Published in final edited form as: Neurosci Res. 2008 May 8;61(4):333–334. doi: 10.1016/j.neures.2008.05.001

Age, sex, and hormonal status can be additional variables in prenatal dexamethasone exposure

Libor Velíšek 1
PMCID: PMC2497004  NIHMSID: NIHMS59799  PMID: 18554736

Abstract

This Letter to Editors refers to “Prenatal dexamethasone exposure affects anxiety-like behaviour and neuroendocrine systems in an age dependent manner” by M. Nagano et al. (60)364-371, 2008. The letter points to unexpected decrease of glucocorticoid receptors, which is rather consistent with anxiolytic effects and suggests that age, sex, and hormonal status of subjects may represent additional confounding varibales.

Keywords: corticotropin-releasing factor, glucocorticoid receptors, anxiety, postnatal development, sex, ovarian cycle

Sirs,

I have read with great interest the paper of M. Nagano et al. titled “Prenatal dexamethasone exposure affects anxiety-like behaviour and neuroendocrine systems in an age dependent manner”. In this article the authors show that prenatal exposure to 50 μg/kg of dexamethasone daily between gestational day 16-21 has age-specific effects on postnatal behaviors and expression of molecules associated with HPA axis function. Specifically, rats at postnatal week (PW) 10 (adults), but not at PW4 (prepubertal) and PW7 (barely postpubertal), exhibit signs of increased anxiety behaviors. CRF in the hypothalamus is decreased in PW4 and PW10 rats and glucocorticoid receptor expression is attenuated in central and medial nuclei of amygdala at PW7 and PW10.
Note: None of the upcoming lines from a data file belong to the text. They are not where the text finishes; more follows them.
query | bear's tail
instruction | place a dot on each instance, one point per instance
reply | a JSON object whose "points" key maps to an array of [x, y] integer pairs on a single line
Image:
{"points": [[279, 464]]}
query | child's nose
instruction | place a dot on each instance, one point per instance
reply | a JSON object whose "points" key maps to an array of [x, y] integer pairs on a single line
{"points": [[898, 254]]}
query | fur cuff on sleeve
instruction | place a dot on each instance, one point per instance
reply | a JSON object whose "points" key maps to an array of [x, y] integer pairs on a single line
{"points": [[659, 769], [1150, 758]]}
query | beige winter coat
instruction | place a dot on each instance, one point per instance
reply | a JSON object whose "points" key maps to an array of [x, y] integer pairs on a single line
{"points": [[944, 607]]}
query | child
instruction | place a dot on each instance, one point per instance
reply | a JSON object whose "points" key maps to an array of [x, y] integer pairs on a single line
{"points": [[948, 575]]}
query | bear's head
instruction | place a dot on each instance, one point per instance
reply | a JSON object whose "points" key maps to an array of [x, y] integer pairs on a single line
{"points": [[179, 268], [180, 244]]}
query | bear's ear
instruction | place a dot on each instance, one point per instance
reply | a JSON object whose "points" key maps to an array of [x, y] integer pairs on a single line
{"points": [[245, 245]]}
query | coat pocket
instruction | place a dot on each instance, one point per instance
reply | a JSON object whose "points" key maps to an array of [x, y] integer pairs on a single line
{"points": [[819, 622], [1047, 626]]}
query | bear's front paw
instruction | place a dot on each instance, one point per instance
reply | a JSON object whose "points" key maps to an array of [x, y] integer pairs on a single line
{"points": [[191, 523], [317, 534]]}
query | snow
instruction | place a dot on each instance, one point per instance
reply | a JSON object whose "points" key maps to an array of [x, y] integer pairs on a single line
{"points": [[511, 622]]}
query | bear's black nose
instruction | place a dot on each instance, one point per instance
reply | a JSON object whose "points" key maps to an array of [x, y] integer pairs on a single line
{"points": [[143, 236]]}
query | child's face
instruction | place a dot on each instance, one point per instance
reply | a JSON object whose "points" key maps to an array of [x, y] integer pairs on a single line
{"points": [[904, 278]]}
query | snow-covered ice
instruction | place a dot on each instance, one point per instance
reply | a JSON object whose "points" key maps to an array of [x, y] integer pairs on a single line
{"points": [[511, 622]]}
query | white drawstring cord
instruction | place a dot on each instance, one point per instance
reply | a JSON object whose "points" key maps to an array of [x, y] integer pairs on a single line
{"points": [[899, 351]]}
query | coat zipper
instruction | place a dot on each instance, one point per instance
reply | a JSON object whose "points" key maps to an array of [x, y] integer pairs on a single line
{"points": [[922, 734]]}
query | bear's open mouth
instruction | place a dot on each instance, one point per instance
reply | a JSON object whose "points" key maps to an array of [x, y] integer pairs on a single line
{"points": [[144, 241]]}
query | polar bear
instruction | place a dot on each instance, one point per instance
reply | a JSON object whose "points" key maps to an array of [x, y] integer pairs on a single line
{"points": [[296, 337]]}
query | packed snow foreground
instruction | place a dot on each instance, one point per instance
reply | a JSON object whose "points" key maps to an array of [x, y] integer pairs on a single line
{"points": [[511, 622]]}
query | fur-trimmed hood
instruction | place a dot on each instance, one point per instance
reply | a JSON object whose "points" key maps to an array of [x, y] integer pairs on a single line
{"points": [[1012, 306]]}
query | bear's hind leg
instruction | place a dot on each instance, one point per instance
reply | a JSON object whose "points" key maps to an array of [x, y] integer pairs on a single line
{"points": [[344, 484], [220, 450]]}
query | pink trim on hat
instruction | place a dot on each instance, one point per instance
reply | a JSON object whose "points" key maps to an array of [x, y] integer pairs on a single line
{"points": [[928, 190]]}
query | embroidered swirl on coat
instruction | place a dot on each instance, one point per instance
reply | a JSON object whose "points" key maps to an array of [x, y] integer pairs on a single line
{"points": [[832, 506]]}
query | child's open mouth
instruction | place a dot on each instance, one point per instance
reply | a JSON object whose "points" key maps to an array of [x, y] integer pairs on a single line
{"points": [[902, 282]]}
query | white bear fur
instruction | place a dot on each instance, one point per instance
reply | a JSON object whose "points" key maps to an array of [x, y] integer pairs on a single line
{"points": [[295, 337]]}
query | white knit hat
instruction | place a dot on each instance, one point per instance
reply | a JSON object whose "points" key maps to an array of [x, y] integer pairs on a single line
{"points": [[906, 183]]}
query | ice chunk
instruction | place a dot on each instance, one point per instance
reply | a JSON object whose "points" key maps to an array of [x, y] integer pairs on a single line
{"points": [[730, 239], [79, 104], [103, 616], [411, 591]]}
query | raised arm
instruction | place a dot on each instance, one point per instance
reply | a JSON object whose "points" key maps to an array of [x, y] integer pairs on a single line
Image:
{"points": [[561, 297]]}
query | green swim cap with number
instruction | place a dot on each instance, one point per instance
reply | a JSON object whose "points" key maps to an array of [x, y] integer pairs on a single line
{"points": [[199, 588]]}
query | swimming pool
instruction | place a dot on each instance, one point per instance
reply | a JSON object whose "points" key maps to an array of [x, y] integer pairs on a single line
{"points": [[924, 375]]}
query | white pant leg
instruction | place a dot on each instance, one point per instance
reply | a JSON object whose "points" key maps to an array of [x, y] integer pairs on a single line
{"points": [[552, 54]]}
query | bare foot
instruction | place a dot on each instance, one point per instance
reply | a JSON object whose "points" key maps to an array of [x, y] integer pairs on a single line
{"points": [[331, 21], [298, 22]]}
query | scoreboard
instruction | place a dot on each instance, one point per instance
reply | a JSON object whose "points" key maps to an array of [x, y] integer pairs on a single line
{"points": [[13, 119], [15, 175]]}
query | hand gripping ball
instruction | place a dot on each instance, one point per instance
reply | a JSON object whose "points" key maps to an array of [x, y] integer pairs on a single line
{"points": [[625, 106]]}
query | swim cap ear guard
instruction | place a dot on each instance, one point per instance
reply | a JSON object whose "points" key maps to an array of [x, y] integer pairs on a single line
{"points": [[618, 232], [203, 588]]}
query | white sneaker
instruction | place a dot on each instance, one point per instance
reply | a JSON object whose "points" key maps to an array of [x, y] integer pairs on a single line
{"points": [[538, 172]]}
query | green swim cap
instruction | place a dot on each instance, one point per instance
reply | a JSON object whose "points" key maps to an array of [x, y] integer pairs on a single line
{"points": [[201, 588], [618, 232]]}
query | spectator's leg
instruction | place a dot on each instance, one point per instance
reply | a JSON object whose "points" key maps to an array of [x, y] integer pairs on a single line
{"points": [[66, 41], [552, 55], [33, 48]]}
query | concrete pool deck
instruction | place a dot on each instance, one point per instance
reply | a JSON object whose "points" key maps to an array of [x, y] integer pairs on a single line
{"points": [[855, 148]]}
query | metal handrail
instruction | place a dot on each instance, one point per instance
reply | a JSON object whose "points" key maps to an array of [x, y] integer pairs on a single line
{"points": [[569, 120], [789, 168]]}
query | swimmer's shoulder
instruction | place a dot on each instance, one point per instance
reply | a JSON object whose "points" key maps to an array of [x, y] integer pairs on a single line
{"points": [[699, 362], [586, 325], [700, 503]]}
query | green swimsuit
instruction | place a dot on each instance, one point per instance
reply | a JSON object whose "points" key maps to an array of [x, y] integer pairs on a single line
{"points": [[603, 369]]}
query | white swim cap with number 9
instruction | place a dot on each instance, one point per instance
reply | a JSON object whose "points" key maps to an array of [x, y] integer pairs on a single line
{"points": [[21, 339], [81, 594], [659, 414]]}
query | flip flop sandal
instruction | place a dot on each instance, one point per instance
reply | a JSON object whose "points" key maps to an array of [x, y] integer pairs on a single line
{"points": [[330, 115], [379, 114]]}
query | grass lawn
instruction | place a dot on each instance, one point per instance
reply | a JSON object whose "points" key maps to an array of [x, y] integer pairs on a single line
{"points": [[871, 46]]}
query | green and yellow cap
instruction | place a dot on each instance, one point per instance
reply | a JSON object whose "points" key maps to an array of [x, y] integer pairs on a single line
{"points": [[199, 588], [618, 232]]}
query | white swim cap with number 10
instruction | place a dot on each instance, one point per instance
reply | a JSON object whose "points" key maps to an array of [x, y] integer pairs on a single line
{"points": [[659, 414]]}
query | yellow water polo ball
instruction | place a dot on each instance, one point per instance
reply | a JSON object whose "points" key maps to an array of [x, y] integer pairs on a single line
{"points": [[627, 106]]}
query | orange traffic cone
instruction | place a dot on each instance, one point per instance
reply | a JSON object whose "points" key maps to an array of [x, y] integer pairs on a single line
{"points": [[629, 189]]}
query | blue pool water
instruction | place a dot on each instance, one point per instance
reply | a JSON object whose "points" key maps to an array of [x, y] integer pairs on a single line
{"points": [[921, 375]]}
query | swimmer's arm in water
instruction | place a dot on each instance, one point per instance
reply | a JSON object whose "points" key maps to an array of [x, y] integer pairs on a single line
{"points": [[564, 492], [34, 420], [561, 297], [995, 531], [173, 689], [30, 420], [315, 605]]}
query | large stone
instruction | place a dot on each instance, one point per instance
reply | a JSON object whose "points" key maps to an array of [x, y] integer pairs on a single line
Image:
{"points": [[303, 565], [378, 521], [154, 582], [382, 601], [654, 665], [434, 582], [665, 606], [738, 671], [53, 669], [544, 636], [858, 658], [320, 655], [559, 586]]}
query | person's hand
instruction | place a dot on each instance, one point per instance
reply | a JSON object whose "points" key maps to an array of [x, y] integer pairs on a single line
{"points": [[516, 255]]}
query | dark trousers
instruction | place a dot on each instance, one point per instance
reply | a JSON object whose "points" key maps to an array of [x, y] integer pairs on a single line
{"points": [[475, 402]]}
The anxiety results in the adulthood correlate well with the data of Wellberg et al. (Welberg et al., 2001). Experiments performed in my laboratory expand these findings and indicate that in very young rats (PW2) the effects of prenatal exposure to a synthetic steroid are different. After exposure to two injections of 400 μg/kg of betamethasone on gestational day 15, we found a decrease in anxiety determined by an elevated plus maze paradigm and in the open field. As these tests for anxiety involve rather (ventral) hippocampus than amygdala, which is associated with more prominent fear (Treit et al., 1993; Bannerman et al., 2004), we further substantiated these results by demonstrating an increase in hippocampal expression of NPY (Velíšek, 2006), a powerful anxiolytic molecule (Heilig, 2004). While the data on the expression of CRF and glucocorticoid receptors shown in the paper are compelling, the discussion (or lack of thereof) on their link to anxiety behaviors is puzzling: CRF is a strong anxiogenic substance and its increase in relevant structures as indicated above could account for increases in anxiety (Stenzel-Poore et al., 1994). However, the authors investigated only mRNA, not looking at the actual product, which in fact may be differentially regulated by posttranscriptional effects of corticosteroids (Muller et al., 2002). On the other hand, decrease in glucocorticoid receptors provides fewer targets for glucocorticoids, which are also anxiogenic molecules: Thus, the net effect of glucocorticoid receptor decrease is anxiolytic (Tronche et al., 1999). The unexpected finding of the present study warrants further discussion. Finally, interpretation of rearing behavior for anxiety is very difficult and some authors associate increased anxiety with increased rearing rate instead of decreased (McGregor et al., 2004).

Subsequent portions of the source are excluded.